June 4, 2007

 

North Carolina joins Southern States in checking imported seafood

 

 

The North Carolina Department of Agriculture and Consumer Services said it would start testing imported seafood for the presence of antibiotics and chemical contaminants next month.

 

North Carolina now joins Alabama, Arkansas, Louisiana, and Mississippi in testing imports for contamination.

 

Alabama, Louisiana, and Mississippi have banned the sale of catfish imported from China and from Vietnam after detecting illegal antibiotics.

 

The agency said it would also look into strengthening investigations of economic fraud in the seafood industry.

 

The programme would test all types of imported seafood aggressively, said Joseph Reardon, director of the Food and Drug Protection Division at the department.

 

Testing for antibiotics in the fluoroquinolones family began last week. The banned chemical were found in catfish shipments from China and other Asian countries recently.

 

Fluoroquinolones, such as ciprofloxacin, are used to treat severe, life-threatening infections in humans. The chemical was banned in human food as it might result in disease strains which offer greater resistance to human antibiotics.

 

Although the US bans the use of such antibiotics, they are used in foreign fish farms to control diseases.

 

The state Department of Agriculture also will test for the presence of other prohibited chemicals, such as malachite green.

 

A suspected carcinogen, malachite green is banned in the use of aquaculture operations in the United States, but has been detected in fish and eels imported from China, where it is used to treat fungal and bacterial infections.

 

Another area which would be given more teeth are the economic fraud investigations.

 

Recent incidents have arosed in which restaurants advertised higher-priced fish species like grouper or snapper, only to serve cheaper Asian fish to diners. 

 

Investigations would work back through the channels of distribution and focus on distributors and importers, Reardon explained.
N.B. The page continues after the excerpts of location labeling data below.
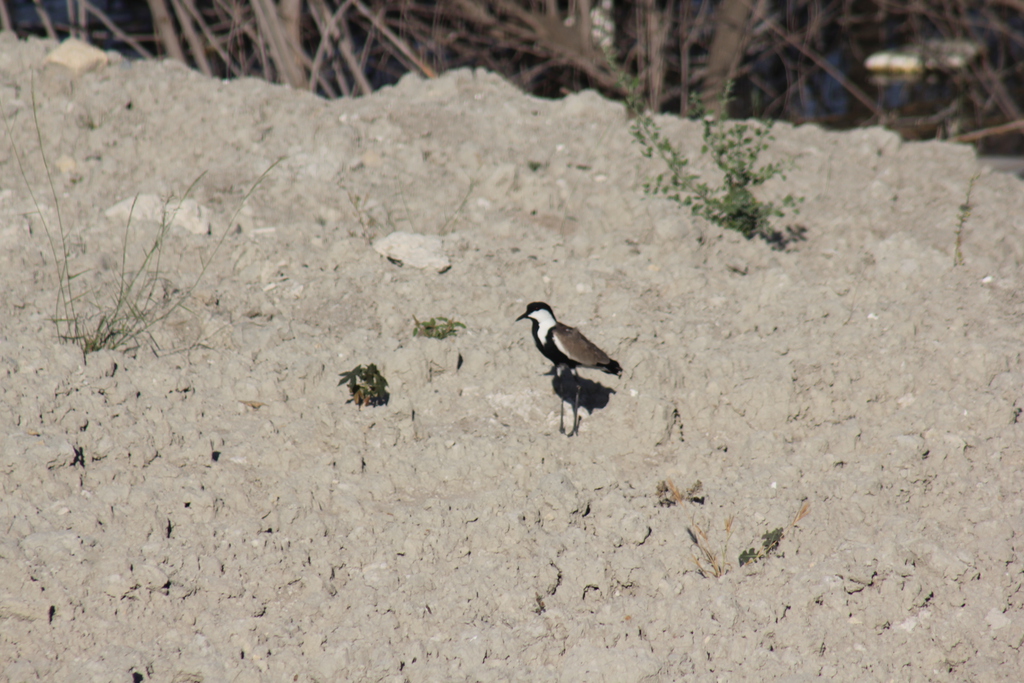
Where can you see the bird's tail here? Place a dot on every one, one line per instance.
(612, 368)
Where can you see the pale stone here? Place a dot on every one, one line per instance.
(188, 214)
(419, 251)
(77, 55)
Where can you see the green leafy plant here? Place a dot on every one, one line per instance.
(436, 328)
(367, 385)
(734, 147)
(710, 559)
(771, 540)
(962, 218)
(127, 311)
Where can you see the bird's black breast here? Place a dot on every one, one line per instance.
(548, 348)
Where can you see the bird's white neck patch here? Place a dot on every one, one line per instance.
(545, 321)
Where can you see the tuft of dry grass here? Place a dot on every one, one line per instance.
(712, 560)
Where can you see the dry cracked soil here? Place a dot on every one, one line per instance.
(206, 504)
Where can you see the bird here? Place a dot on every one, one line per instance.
(568, 349)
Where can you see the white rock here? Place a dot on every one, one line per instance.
(419, 251)
(77, 55)
(188, 215)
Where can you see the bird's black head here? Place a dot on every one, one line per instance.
(534, 307)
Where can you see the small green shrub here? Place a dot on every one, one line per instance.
(367, 385)
(734, 147)
(770, 540)
(436, 328)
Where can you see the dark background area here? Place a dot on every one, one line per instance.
(799, 60)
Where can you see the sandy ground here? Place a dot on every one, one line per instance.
(209, 507)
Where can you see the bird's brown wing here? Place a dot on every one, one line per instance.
(571, 342)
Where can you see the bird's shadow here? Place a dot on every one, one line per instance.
(593, 395)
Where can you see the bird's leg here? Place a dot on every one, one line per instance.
(576, 406)
(561, 403)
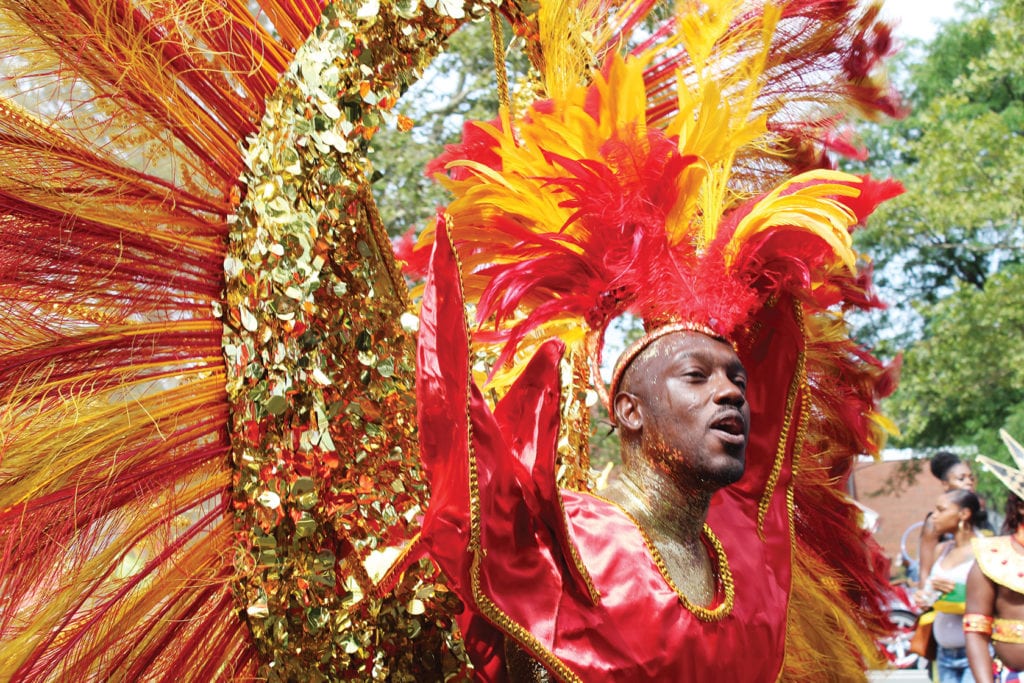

Species identification tests would be conducted with the assistance of the FDA.

 

Unscrupulous companies send their contaminated shrimp to the US market because there is a 99-percent chance that it won't be caught, said John Williams, executive director of the Southern Shrimp Alliance, a group representing domestic shrimp fishermen.

 

Such shrimps are more likely to be tested and destroyed by inspectors in Japan or the European Union.

 

Japan inspects approximately 25 percent of shrimp imports, and the EU requires all shrimp exporters to be pre-qualified with health certifications before they are allowed even to ship shrimp to the EU.

 

Earlier this month, the US Senate unanimously passed an amendment that authorizes FDA to increase import inspections.